Technology

Barnes & Noble to Discontinue Windows App for Nook; Then What?

Nook
Source: courtesy Barnes & Noble Inc.
In a filing with the U.S. Securities and Exchange Commission (SEC), bookseller Barnes & Noble Inc. (NYSE: BKS) said it has amended its agreement with Microsoft Corp. (NASDAQ: MSFT) signed in 2012, that B&N’s Nook Media group will no longer distribute a Windows app for its Nook e-reader and that Nook Media will stop all work on its Windows app.

Instead, B&N “will cooperate in good faith with Microsoft to transition users to the Microsoft Consumer Reader.” The what? Can Microsoft really be considering building a hardware e-reader at this point? Talk about yesterday’s technology, today …

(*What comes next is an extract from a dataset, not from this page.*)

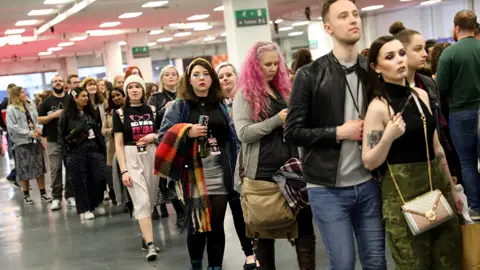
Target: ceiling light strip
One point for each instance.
(61, 17)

What seems to be happening is that Microsoft wants to transition its customers to an app it has reportedly been working on since last year called Office Reader. The app presumably is a single program that allows users to read documents produced in a variety of different formats, presumably including Nook Media’s.

As a hardware device the Nook is dead meat. Consumers are satisfied with the five-inch screens on the latest smartphones and a one-application device like the Nook is going to be squeezed out. To salvage some value from the alliance between B&N and Microsoft, the file format that Nook reads will be added to the formats available to users of the “Consumer Reader,” whenever that appears.

Nook Media is no longer a hardware company or a software development company. It is a digital content company, and when Microsoft figures it has recovered its original $300 million investment, Nook Media likely will disappear.

So far the filing has had little impact on B&N’s stock price, which was up about 0.5%, at $21.75 in a 52-week range of $12.59 to $23.71.